The pattern at this level: the framework that addresses it does so as a secondary tier, not as a central contribution. Mathematica's E-W Framework wasn't built to measure ecosystem health; the system conditions tier emerged as the framework's way of acknowledging that learner outcomes aren't independent of the systems producing them. The framework is genuinely useful here but isn't designed for the work — which is essentially what the MMI brief diagnoses.

The shape of the imbalance

Putting it together:

Level Actors with mature work Pattern
Individual 6+ (EdInstruments, E-W, SUMI, LETC, ETS, Study Group) Redundancy + implementation gap
Relationships 1 (Search Institute) Single exemplar; instrument verification open
Unit 0 frameworks; 2 capacity-builders (Transcend, LCC) Capacity-building substitutes for frameworks
Networks 0 Nobody's home
Ecosystem 1 partial (E-W system conditions tier) Secondary tier of a framework with another primary axis

The MMI brief's "73% Individual" finding describes the measures surveyed in the scan.
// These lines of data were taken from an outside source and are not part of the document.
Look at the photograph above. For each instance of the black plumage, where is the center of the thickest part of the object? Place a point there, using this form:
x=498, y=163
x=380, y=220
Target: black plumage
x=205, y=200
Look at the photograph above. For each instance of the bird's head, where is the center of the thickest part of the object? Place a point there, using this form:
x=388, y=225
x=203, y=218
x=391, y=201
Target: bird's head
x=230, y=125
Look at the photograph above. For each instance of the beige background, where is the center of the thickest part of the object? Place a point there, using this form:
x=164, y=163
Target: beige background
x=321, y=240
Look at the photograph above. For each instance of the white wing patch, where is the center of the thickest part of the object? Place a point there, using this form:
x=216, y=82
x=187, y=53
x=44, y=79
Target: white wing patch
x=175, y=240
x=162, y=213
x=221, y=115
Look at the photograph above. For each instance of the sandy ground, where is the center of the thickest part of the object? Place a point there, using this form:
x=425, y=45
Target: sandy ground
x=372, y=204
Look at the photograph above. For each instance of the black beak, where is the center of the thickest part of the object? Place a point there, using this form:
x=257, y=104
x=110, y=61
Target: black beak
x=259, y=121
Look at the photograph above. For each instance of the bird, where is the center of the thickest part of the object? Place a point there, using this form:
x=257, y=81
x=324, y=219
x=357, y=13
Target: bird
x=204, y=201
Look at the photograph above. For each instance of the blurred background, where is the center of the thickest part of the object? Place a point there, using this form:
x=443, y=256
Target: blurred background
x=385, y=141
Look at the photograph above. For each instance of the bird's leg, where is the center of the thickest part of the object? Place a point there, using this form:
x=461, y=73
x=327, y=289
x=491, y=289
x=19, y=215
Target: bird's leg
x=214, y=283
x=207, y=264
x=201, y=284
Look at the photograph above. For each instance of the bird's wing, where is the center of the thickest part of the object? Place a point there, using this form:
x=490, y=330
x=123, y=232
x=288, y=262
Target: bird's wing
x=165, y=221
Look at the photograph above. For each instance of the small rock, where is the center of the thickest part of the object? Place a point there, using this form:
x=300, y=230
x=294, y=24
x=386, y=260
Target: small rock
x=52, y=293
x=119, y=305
The matching pattern at the actor level — repeated and corroborated across the actors ingested here so far — is that infrastructure to support measurement at the upper four levels is sparse, concentrated in single exemplars, or substituted by capacity-building work that doesn't compound.
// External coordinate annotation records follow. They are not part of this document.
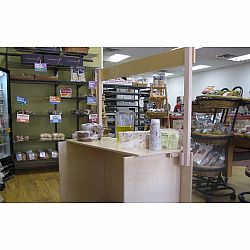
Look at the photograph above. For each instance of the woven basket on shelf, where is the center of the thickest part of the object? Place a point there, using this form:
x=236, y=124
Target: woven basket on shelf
x=79, y=50
x=197, y=108
x=208, y=171
x=218, y=102
x=211, y=139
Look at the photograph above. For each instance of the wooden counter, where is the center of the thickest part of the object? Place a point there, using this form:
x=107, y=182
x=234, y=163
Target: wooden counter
x=102, y=171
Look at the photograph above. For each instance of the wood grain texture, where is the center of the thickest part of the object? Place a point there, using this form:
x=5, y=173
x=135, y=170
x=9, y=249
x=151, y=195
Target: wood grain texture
x=151, y=179
x=90, y=174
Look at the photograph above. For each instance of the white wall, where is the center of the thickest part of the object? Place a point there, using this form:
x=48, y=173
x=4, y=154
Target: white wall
x=220, y=78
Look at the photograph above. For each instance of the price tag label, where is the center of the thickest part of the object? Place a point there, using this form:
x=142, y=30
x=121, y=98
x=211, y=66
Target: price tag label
x=93, y=117
x=40, y=67
x=42, y=154
x=23, y=118
x=66, y=92
x=91, y=100
x=92, y=84
x=21, y=100
x=54, y=99
x=55, y=118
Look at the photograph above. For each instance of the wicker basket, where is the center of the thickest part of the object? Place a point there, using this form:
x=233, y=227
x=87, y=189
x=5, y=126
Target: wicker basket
x=22, y=77
x=46, y=78
x=79, y=50
x=218, y=102
x=208, y=171
x=211, y=139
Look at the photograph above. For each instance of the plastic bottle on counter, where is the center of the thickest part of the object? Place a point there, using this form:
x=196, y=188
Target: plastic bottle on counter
x=154, y=137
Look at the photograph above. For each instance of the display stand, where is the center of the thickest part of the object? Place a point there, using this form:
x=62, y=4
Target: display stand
x=208, y=179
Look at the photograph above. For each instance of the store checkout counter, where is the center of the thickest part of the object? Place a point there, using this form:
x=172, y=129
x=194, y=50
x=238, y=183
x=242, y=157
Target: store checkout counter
x=101, y=171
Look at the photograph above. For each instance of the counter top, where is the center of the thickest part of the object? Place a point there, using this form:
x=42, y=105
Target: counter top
x=110, y=144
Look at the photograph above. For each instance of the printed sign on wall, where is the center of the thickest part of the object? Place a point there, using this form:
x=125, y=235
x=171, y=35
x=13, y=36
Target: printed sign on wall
x=55, y=119
x=54, y=99
x=23, y=118
x=66, y=92
x=92, y=84
x=21, y=100
x=40, y=67
x=93, y=117
x=91, y=100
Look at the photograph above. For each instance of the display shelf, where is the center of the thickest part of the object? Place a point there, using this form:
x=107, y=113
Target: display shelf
x=48, y=82
x=120, y=100
x=31, y=66
x=36, y=164
x=125, y=93
x=36, y=141
x=122, y=86
x=40, y=120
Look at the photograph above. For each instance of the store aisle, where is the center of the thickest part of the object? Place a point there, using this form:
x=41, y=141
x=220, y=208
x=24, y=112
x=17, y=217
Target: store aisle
x=34, y=187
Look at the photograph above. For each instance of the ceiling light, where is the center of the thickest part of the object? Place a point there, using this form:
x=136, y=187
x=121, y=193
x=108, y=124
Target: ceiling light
x=240, y=58
x=168, y=74
x=197, y=67
x=118, y=57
Implications for the MMI brief's R&D agenda

The brief's R&D area #2 (Advance System-Level Research) is the part of the agenda the mapping above most validates. Specifically:

  • "Create practical tools to measure relational health" — the Relationships level is single-exemplar dependent and the exemplar's instruments are unverified. This sub-area has the most acute case.
  • "Create system-level indicators and tools to measure the evolution and health of H3 education ecosystems" — Ecosystem coverage is real but partial; the framework that does the work wasn't built for it.

R&D area #4's (Align Funders and Innovators) Implementation Labs are the corresponding response at the Unit level — capacity-building infrastructure currently exists (Transcend, LC-Collaborative) but doesn't substitute for shipped frameworks. The Implementation Lab proposal is essentially asking for dedicated infrastructure that both ships frameworks and translates them — addressing the gap this mapping makes visible.

Open questions

  • Whether Search Institute's validated relationship-measurement instruments actually exist and are accessible. The brief credits them; the framework page doesn't surface them. The whole Relationships-level story rests on this verification.
  • Whether the system conditions tier of the E-W Framework can carry Ecosystem-level work that the framework wasn't centrally designed for. Examining the specific system-conditions indicators is the next test.
  • Whether Network-level measurement is genuinely absent or whether actors not yet surveyed (Aurora Institute, KnowledgeWorks, Full Scale, NewSchools Venture Fund, the Imagine Network) carry it. The Aurora Institute State of CBE Policy Map and KnowledgeWorks' policy work are the most likely candidates to investigate next.
  • Whether the Mathematica E-W Framework was adopted at scale by state agencies, districts, or funders, and what that adoption looks like in practice. Uptake evidence would substantiate or contest the implementation gap framing for this specific framework.